Salmon runs occur when adult salmon migrate from the open ocean and swim up freshwater rivers to spawn (Figure 1). Amazingly, most salmon return to the same natal rivers where they were born, a phenomenon called ‘homing behaviour’.
Figure 1. Photo of Sockeye (Oncorhynchus nerka) run in Adams River, British Columbia. Photo Credit: Michelle Lamberson
How do they do it?
Scientists think that this incredible feat is largely owed to a keen sense of smell. The idea that smell might be driving this homing behaviour was first suggested by Hasler and Wisby in 1951 and has since been tested extensively. Salmon imprint on the unique chemical composition of the water in their natal stream and adult salmon recognize this information as a cue for homing during their migration (Hasler et al. 1978). Despite the energetic costs and risks associated with the climb (Figure 2), these salmon are determined to return to their natal spawning grounds.
Figure 2. Grizzly bear hunting during the salmon run. Source: Wikimedia Commons
What about human impacts?
Humans are constantly changing the environment around them. Land-use change can drastically alter the chemical composition of water entering a river through a watershed. Deforestation and the removal of vegetation from surrounding areas causes decreased retention of nutrients in the soil and increased nutrient inputs to local streams, rivers and lakes. Urbanization comes with increased runoff, waste-water inputs and leaching of materials stored in landfills (Luo et al. 2018), all of which can impact the chemical cues used by salmon during their migration (Williams et al. 2019).
Why should you care?
Not only can they be fun to catch, but salmon are a keystone species that play important roles in their ecosystem. Keystone species are plants and animals that impact the success of other species around them. For example, salmon provide a critical link between freshwater and marine food webs because they are important prey for animals on land and in the ocean, such as bears and orcas! In addition to their ecological value, they are among the most important species in aquaculture. Better management efforts of wild populations and an improved understanding of human impacts will help us sustain this ecologically and economically valuable resource.
What can you do?
We can all do better to produce less waste and consume less energy. Effective waste management is a concern for every level of government and can be very costly economically and environmentally (Vergara and Tchobanoglous, 2012). We can all lessen our ecological footprint, and therefore our impact on the aquatic environment. For example, waste-water treatment facilities can become overwhelmed during intense rain showers and sometimes expel surplus untreated water into lakes and rivers (Schmitt et al. 1999) — so consider skipping a toilet flush or a shower during the next storm. Moreover, educate yourself and others. Only in recognizing a problem can we begin to identify a solution.

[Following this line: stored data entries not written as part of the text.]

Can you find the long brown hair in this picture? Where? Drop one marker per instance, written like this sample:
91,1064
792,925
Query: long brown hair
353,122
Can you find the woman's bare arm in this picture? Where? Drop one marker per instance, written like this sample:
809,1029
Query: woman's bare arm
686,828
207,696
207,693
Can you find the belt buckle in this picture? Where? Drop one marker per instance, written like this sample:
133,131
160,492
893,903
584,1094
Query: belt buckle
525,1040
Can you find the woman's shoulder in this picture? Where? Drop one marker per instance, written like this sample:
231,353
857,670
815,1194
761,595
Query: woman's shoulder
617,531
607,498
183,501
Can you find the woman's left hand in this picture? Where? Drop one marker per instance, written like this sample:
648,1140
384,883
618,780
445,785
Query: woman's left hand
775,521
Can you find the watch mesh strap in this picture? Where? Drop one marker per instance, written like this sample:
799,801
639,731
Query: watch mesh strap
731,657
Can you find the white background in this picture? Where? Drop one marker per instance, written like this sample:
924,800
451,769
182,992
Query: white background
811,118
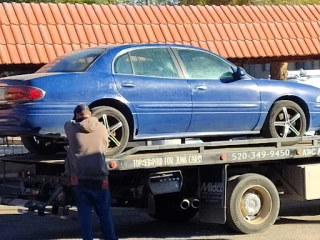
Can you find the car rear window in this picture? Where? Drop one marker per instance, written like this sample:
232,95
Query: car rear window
77,61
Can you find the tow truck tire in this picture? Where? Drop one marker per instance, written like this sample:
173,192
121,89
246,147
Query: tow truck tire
117,126
286,114
167,208
41,146
252,203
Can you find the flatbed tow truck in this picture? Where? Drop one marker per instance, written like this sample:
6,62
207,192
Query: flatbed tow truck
238,182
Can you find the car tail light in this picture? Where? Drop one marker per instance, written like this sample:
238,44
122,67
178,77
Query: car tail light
23,93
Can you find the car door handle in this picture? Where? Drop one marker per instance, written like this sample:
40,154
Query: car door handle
127,85
200,87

Hasler, A.D., Scholz, A.T. and Horrall, R.M., 1978. Olfactory imprinting and homing in Salmon: recent experiments in which salmon have been artificially imprinted to a synthetic chemical verify the olfactory hypothesis for salmon homing. American Scientist, 66(3), pp.347–355.
Luo, K., Hu, X., He, Q., Wu, Z., Cheng, H., Hu, Z. and Mazumder, A., 2018. Impacts of rapid urbanization on the water quality and macroinvertebrate communities of streams: A case study in Liangjiang New Area, China. Science of The Total Environment, 621, pp.1601–1614.
Schmitt, J.P., Faure, D., Badot, R. and Phan, L., 1999. Sewage system management strategy to reduce rain water pollution overflows. The case of a water storm basin in Nancy. In Proceedings of the Eighth International Conference on Urban Storm Drainage, Sydney, Australia (pp. 395–402).
Vergara, S.E. and Tchobanoglous, G., 2012. Municipal solid waste and the environment: a global perspective. Annual Review of Environment and Resources, 37, pp.277–309.
Williams, C.R., Dittman, A.H., McElhany, P., Busch, D.S., Maher, M.T., Bammler, T.K., MacDonald, J.W. and Gallagher, E.P., 2019. Elevated CO2 impairs olfactory‐mediated neural and behavioral responses and gene expression in ocean‐phase coho salmon (Oncorhynchus kisutch). Global change biology, 25(3), pp.963–977.